Pricing freedom key to raising India's oil output

Easy access to energy at optimum cost is crucial for broad-based socio-economic development in any country. Dependence on imported oil has been a marked feature of the Indian economy. Digboi in Assam was the first commercially successful oilfield to be discovered anywhere in the world. It is still in operation. 

Despite India’s early lead in production, an estimated 52 per cent of India’s sedimentary basins are yet to be explored. Only seven of the many such known basins are currently in production. These anecdotes along with the recent geophysical surveys indicate that India has a fairly large hydrocarbon reserve that is waiting to be explored. 

Raising India’s domestic crude oil production is a priority area of the present government. Billions of dollars of investment and the latest technologies are required to access the country’s hydrocarbon basins to maximise its resource potential. The government has been swift in recognising that the lack of seismic sedimentary basin data has negatively impacted the upstream sector. 

These policies have culminated in a slew of industry-friendly reforms. Bidding for discovered small fields, the policy framework for early monetisation of coal bed methane (CBM), the Hydrocarbon Exploration and Licensing Policy (HELP) and Open Acreage Licensing (OAL) represent a fundamental shift. 

While these policies enhance ease of doing business, they have a far-reaching impact on establishing a free market for crude oil in the country. Marketing and pricing freedom will eventually result in far-reaching economic benefits to the industry, the government and the nation, thus heralding a new beginning in India's oil policy.

History has proven that free trade and pricing is largely responsible for creating jobs, lifting hundreds of millions of people out of poverty and enhancing prosperity. 

Most metals and minerals in India are freely traded, barring a few highly strategic ones. Crude oil however is an exception. Current restrictions on crude oil limits the marketing flexibility and negotiation ability for crude oil producers and thus does not give them adequate returns on their investment. This unintentionally benefits the downstream industry, as prices are artificially suppressed. 

It is also important to recognise that, in addition to selling in the domestic market, Indian refineries also export significant quantities of petroleum products. Refineries sell their products in international markets and get the international price.
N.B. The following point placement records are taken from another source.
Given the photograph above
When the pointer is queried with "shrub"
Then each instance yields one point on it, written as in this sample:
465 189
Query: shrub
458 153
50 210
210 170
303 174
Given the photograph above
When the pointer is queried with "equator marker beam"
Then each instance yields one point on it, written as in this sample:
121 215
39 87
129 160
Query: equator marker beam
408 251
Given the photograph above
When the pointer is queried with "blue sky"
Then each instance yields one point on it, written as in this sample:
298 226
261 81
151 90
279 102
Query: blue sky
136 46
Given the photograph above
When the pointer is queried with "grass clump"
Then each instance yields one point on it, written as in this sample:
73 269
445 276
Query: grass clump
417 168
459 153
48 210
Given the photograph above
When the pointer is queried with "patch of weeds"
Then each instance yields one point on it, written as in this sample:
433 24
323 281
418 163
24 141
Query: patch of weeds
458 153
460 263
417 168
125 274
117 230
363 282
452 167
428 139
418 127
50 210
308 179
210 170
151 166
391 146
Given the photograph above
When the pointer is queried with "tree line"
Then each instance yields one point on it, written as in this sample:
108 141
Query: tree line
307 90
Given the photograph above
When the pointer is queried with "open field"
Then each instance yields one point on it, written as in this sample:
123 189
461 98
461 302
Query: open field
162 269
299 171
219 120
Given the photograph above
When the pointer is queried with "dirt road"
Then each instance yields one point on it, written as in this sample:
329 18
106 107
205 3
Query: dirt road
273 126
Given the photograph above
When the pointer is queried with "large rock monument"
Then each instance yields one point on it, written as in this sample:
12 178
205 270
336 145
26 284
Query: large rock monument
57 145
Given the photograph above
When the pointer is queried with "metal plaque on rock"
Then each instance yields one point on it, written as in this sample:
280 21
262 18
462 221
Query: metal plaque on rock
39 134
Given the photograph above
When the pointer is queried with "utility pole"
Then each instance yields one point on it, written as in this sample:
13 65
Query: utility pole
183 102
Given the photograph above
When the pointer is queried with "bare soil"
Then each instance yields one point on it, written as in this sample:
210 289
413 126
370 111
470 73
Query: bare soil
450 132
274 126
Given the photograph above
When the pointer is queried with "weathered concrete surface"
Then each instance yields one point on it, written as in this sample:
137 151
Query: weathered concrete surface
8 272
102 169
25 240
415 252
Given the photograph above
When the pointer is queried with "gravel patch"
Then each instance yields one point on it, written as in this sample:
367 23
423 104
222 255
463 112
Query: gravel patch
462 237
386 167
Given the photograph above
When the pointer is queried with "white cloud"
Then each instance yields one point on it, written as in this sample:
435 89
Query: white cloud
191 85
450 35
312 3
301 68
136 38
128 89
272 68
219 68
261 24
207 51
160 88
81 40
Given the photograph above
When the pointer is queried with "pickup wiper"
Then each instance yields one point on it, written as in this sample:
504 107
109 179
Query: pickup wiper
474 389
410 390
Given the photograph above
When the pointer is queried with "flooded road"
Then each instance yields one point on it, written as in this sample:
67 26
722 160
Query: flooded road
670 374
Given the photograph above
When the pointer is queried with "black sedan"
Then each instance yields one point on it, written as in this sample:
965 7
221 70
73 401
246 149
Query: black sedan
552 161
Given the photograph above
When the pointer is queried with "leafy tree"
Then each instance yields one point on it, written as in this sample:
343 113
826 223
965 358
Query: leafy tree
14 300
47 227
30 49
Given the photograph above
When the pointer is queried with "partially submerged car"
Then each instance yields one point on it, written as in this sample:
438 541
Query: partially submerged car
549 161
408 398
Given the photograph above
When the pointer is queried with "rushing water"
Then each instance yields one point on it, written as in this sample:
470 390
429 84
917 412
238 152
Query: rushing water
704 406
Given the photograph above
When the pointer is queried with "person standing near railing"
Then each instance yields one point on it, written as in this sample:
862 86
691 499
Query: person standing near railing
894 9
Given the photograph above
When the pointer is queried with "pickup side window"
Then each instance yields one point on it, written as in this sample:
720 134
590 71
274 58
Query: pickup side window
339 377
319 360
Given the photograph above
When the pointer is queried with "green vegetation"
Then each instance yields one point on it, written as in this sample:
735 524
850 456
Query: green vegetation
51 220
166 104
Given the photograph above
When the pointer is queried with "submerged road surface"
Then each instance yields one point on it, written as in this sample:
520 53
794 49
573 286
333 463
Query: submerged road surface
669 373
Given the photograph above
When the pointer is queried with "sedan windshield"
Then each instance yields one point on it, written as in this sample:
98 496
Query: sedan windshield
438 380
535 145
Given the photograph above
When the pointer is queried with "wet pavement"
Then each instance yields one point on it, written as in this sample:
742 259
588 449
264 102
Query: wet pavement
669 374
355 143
Similarly, crude oil explorers should also be permitted to discover and get international market prices instead of a discounted price. This is the encouragement required by big global firms for making investments in India’s oil sector. Interestingly, Indian refineries have started importing crude oil from the US, thus establishing the economic rationale of free trade.

Countries such as the UK, China, Indonesia, Malaysia and Thailand, do both — import and export crude oil. Similarly, Canada is a premier foreign supplier of crude to the US as well as the biggest customer for its exports. In these countries, crude oil is sold in higher-valued markets. This results in fair prices, which in turn stimulates more drilling and production. This free trade in crude oil has helped optimise costs and increase domestic production.

Free trade will help establish a fair price for Indian crude. Producers of crude oil will receive prices which are commensurate with global prices of crude oil instead of a discounted price. The government stands to benefit from incremental value creation as a significant part of the project value accrues to the state. Free trade will unlock more economic benefits and remove disincentives to production.

Much of the sweet crude produced by companies is currently sold at a discount, which not only impacts a company’s revenues but also the government’s earnings. This tends to discourage domestic production and investment in the sector. 

Lack of international pricing also prevents MNCs from committing investments. An internationally established price of crude will encourage more players to invest in India, leading to enhanced domestic production which can be made available to domestic refineries, which will prefer to buy domestically available crude at a fair price, thus saving on transportation costs. Enhanced domestic production will also aid India’s energy security. These are in line with the government’s vision of an energy secure nation.

To kickstart a holistic investment climate in the sector, the government should adopt free trade for crude oil and international discovery of a fair price. This step will be in line with its reform drive and will also align crude oil trade policy with other resources sector.

India is on the cusp of a transition — from a lower middle income country to a middle income country, from an agrarian economy to an industrially developed country. India’s current per capita energy consumption is one-third the global average. With growing affluence, energy consumption will rise.  

A structured approach to economic monetisation of natural resources will hugely boost socio-economic development and will contribute to employment generation. All these will directly assist in poverty alleviation. 

A vibrant E&P sector with substantial participation by the industry will expeditiously open up the country’s unexplored basins and increase domestic production. This will help us move a step closer to government’s vision of reducing crude oil imports by 10 per cent by 2021-22.